The recent progress in the area of digital imaging and computing technology has resulted in an exponential increase in digital media data. Texture is one of the important features to facilitate search and classification of image data. Various texture descriptors are available that facilitate in determining important visual cues of the images texture like surface properties and orientation, which may be further used in various applications such as scene interpretation, image segmentation and object-detection in the field of computer vision. Examples of available texture descriptors includes, Histograms of Oriented Gradients (HOG), Local Binary Patterns (LBP), Rotation invariant-Local Binary Pattern (RLBP) and Rotation Invariant Histograms of Oriented Gradients.
However, the major challenge in the field of texture determination is that images are not always captured from the identical viewing angle in the real world. In many domains, such as textiles, nature photos and satellite images, the orientation of the objects can undergo significant rotation. And, it is highly onerous to ensure that captured images have the same degree of orientation between each other.
Conventionally, the existing texture descriptors are either sensitive to image rotation or are computationally expensive.

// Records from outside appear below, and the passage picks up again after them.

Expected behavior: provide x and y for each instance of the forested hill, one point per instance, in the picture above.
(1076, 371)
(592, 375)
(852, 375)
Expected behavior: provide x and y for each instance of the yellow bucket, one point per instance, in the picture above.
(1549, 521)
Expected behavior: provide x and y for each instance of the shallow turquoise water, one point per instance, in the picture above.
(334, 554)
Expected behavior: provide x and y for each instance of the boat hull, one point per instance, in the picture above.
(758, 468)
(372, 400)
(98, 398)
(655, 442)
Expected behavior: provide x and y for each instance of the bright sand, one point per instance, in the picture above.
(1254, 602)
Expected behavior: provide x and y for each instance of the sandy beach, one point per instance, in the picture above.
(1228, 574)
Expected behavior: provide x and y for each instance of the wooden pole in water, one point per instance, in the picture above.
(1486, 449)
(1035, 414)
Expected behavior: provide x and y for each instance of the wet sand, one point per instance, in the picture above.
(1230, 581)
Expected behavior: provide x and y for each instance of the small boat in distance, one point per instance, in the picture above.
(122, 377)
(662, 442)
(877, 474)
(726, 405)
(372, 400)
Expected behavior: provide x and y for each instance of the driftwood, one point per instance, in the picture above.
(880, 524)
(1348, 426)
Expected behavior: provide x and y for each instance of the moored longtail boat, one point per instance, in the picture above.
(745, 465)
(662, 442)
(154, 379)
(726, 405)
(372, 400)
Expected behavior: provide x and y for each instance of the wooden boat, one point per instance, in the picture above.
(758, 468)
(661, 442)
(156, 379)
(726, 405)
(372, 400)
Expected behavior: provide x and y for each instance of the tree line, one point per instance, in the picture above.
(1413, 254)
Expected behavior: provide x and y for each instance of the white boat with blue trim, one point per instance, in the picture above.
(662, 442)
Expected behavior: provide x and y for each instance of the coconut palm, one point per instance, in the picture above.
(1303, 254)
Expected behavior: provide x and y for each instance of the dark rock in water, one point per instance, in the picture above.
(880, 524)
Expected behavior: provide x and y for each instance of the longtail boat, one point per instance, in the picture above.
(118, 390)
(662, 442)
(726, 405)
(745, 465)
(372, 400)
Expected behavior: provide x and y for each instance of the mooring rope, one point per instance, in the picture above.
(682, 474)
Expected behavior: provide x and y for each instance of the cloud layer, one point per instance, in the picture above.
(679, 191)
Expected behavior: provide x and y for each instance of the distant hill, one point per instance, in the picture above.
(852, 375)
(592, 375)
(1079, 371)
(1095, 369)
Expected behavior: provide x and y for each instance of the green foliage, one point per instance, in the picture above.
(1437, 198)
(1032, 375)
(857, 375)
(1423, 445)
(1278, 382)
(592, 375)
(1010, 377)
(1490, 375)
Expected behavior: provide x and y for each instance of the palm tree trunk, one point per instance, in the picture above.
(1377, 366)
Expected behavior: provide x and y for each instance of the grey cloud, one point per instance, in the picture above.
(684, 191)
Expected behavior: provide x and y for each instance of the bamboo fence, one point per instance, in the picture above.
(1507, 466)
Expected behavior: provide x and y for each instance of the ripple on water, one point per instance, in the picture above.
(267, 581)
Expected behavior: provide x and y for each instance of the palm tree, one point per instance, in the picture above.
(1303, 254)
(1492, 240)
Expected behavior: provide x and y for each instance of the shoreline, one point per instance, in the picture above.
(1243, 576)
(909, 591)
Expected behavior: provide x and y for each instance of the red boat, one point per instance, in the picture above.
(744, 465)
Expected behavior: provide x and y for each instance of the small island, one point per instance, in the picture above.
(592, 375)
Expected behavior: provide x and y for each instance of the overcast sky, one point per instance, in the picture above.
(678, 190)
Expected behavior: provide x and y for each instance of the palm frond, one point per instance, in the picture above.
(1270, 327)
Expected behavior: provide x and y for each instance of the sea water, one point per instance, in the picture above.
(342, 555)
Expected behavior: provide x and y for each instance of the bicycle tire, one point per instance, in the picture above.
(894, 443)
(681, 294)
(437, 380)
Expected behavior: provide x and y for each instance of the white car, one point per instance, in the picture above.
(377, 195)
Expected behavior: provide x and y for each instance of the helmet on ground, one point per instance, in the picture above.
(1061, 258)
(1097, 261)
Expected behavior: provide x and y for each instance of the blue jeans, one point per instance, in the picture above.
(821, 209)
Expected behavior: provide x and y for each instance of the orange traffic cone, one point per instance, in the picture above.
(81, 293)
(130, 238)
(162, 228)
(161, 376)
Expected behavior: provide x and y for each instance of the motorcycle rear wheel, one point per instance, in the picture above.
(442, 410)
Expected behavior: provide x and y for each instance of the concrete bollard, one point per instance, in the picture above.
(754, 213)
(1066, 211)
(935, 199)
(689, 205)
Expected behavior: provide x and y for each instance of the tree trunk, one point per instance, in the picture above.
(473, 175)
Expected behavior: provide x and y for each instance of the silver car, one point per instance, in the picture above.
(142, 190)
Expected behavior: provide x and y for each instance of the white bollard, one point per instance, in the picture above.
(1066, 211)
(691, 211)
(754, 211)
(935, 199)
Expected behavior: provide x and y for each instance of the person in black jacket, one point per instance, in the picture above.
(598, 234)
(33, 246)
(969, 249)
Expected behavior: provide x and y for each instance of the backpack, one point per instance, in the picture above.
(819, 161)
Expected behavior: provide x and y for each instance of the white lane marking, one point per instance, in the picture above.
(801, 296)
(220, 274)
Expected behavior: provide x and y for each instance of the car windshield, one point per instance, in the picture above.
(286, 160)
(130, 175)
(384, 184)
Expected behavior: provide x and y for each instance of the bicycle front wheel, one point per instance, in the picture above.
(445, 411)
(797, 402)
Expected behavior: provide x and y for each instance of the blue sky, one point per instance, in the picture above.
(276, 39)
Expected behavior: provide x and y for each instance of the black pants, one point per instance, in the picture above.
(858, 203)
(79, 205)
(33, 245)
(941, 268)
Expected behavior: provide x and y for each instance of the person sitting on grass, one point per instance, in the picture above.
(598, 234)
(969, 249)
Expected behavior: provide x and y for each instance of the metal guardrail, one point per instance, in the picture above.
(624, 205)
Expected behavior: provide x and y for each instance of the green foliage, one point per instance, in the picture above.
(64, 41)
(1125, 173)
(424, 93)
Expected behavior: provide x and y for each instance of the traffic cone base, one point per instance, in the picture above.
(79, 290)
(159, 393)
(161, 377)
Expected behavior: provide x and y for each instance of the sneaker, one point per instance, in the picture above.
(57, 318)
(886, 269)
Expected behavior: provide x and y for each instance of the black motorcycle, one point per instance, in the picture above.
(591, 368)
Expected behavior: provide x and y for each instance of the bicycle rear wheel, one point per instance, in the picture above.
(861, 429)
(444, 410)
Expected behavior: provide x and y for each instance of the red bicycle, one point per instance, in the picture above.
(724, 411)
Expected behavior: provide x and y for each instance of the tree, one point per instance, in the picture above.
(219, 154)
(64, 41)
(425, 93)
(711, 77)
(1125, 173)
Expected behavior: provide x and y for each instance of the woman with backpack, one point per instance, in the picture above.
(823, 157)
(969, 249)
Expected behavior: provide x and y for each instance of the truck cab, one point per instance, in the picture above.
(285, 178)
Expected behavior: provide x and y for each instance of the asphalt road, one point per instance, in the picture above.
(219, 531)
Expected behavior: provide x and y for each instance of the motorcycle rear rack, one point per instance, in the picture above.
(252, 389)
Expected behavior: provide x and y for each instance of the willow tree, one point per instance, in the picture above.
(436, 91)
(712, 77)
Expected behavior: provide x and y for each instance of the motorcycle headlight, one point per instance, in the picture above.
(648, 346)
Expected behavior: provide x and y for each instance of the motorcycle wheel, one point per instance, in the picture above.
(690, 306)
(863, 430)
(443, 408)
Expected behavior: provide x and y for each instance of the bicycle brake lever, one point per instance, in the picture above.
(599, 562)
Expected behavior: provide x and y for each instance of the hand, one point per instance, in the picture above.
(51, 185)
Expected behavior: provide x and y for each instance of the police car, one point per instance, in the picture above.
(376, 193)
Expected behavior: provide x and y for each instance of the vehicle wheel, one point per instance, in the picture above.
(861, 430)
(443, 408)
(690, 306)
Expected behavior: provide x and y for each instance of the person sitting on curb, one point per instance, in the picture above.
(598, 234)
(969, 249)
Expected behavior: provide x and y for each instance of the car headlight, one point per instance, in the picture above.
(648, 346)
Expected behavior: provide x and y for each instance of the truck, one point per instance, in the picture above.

HOG and LBP are two most commonly used texture descriptors in computer vision. Both the descriptors have low computational complexity, but are sensitive to rotation of texture patterns in images. There are a few rotation-invariant textures descriptors like RLBP and Rotation invariant HOG, which initially computes the LBP and HOG descriptors respectively, and introduce additional steps to align the local histograms to achieve rotation-independence. The additional step for achieving rotation invariance makes RLBP and Rotation Invariant HOG computationally expensive. Further, some of the texture features have high dimensionality resulting in higher computational and storage costs. For example, LBP and RLBP are represented as 256 dimensional 36 dimensional vectors respectively.